A few weeks ago, I attended a bible study involving the area’s Episcopal churches. A priest was leading a discussion on the gospel of Mark, and asked about the implications for the Church today. I commented, “When was the last time the Church asked people what they were looking for in a church or what they hope to get out of church? It seems like an obvious answer: fellowship, become closer to God… But when was the last time the Church asked?” The priest piped up, “Why do you think the church doesn’t ask those questions?” Another participant replied, “Maybe because they don’t want to hear the answer.” Much of the group nodded thoughtfully. Another chimed in, “Or maybe what people want out of church, is not what church is for. We aren’t going to pass out coupons or give gold stars for showing up.” I found this perception of what people want from church interesting. I can’t think of many that want their church attendance to be tracked, even if incentives or rewards were involved. But this conversation got me thinking about the plethora of notions around what church is for and what people want to get out of church. And perhaps more importantly how does the Church and the faithful deal with such discrepancies.
At the church where this meeting took place they keep business cards by the door. On the front of the cards was the name of the church and the service times. The back of the card read, “If you are interested in spiritual things, join us.” This invitation is not limited to Episcopalians or Christians. This invitation would include people of other religions or people that don’t identify with any religion. This wide variety of people would have some rather conflicting ideas on what church is for. After the last comment I had to wonder, was this congregation and the Episcopal Church truly welcoming of these people and the varied perspectives that come with them? Or is this invitation simply an attempt to get more bodies in the pews on Sunday? I know churches everywhere, of all denominations, are struggling to fill pews and many are attempting to attract more people. But if the invitation is only a gimmick, and the church is not truly open to people ‘interested in spiritual things’, and cannot provide what newcomers are looking for, newcomers will quickly move on. There is a good deal of variety in American churches to fulfill expectations or preferences and meet a variety of needs, allowing the faithful to find their niche. However the decrease in church attendance across denominations suggests that fewer and fewer churches are able to provide what the faithful are seeking.

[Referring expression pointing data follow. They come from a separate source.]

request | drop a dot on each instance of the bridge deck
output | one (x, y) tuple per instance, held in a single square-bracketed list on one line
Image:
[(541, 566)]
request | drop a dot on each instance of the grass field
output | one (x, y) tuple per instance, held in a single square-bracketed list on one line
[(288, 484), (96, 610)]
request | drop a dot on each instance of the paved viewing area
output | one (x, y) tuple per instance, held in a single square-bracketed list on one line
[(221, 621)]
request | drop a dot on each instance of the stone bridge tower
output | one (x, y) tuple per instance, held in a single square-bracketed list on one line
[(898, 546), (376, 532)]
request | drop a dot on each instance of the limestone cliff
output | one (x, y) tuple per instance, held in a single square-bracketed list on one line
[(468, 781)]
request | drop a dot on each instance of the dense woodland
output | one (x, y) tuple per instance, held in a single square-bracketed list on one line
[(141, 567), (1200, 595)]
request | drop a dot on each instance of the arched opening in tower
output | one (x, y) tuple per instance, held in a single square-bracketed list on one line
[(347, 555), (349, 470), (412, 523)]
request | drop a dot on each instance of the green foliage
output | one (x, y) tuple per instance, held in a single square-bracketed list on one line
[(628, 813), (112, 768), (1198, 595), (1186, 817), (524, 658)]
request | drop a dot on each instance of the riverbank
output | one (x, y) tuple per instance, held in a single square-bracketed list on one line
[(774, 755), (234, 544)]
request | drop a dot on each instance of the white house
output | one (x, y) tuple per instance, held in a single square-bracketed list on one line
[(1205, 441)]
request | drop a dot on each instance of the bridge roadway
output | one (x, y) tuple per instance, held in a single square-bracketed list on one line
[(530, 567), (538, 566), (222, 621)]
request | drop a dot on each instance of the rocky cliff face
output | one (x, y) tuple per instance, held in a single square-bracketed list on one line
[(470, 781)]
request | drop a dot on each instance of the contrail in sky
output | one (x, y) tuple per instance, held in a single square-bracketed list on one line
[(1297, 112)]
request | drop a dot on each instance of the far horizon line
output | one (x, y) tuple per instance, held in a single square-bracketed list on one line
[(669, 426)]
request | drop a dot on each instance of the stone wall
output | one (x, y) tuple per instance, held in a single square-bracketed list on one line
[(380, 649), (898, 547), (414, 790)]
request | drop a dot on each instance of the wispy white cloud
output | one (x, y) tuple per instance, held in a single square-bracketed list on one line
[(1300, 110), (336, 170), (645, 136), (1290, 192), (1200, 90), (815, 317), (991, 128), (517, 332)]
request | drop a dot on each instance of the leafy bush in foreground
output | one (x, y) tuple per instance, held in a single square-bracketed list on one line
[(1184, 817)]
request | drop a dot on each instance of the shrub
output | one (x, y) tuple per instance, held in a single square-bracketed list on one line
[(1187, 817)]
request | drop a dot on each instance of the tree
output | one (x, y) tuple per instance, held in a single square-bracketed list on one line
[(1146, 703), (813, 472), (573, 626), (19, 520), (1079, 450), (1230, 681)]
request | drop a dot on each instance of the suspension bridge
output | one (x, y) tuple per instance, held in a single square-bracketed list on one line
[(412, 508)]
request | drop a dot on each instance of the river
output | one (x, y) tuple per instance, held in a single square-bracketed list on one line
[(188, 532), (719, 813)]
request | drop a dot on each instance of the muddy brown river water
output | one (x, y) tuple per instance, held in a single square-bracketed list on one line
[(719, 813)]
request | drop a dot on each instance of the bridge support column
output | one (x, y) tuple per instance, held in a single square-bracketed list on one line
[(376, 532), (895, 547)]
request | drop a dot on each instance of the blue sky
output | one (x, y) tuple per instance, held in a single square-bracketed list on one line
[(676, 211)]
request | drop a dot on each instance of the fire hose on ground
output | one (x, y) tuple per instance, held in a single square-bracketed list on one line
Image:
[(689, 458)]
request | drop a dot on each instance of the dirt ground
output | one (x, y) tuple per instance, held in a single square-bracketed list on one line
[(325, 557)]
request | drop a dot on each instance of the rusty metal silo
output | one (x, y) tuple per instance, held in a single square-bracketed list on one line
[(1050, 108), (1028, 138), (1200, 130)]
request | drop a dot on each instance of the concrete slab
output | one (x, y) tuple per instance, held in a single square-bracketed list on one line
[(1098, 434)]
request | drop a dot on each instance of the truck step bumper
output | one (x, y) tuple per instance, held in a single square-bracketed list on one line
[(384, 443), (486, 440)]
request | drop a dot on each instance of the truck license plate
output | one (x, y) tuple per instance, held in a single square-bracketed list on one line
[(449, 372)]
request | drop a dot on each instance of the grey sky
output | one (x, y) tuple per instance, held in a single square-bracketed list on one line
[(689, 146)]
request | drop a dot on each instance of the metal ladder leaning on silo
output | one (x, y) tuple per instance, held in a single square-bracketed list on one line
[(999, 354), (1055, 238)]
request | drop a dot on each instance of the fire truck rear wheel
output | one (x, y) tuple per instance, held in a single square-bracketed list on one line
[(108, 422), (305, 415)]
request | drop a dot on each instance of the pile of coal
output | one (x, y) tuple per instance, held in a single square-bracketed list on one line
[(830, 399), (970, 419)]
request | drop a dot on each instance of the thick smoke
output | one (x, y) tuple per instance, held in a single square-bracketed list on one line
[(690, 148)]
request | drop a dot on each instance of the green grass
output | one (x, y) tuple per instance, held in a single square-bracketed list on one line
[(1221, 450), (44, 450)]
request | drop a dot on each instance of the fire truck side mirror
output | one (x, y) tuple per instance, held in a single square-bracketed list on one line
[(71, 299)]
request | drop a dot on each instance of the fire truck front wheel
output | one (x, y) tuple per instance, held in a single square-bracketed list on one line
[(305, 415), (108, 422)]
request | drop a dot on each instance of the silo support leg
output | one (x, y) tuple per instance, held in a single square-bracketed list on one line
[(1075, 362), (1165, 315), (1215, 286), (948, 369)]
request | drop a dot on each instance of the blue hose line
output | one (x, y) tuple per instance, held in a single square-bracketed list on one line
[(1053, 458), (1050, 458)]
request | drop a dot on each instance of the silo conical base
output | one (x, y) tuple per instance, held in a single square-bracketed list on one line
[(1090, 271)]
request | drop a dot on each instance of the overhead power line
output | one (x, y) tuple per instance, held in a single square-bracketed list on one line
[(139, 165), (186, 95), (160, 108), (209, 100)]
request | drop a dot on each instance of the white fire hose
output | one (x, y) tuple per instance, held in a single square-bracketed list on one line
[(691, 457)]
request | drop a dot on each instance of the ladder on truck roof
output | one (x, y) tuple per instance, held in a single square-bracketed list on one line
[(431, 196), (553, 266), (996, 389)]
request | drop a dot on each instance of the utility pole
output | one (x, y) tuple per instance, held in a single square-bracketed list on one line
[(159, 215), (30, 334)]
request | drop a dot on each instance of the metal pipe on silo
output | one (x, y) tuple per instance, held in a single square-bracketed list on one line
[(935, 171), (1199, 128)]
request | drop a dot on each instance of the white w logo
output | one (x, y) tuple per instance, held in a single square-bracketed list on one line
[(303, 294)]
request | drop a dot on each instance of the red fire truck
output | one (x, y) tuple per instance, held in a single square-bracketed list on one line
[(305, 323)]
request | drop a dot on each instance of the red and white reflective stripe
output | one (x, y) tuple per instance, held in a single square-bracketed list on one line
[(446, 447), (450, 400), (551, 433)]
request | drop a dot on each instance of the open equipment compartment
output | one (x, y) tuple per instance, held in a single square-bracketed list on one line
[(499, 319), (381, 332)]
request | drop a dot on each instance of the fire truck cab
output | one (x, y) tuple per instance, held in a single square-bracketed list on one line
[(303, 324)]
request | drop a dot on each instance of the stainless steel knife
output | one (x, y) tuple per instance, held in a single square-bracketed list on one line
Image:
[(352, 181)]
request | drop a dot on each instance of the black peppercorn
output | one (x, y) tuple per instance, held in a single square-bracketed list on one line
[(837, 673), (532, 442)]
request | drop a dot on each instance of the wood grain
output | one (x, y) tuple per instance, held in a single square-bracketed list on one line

This brings us back to the questions the Church is afraid to ask: What is church for? What do people want out of church? But more importantly, are congregations willing to address and provide these things? If not, congregations can not be surprised or upset when the pews remain empty or when newcomers do not remain. I respect the choice to preserve tradition, but people must accept the consequences of that choice in changing times. They may also want to consider what dynamic perspectives and conversations they will lose out on when their focus remains inward on tradition. With change, some old things inevitably must go, but something new is always gained.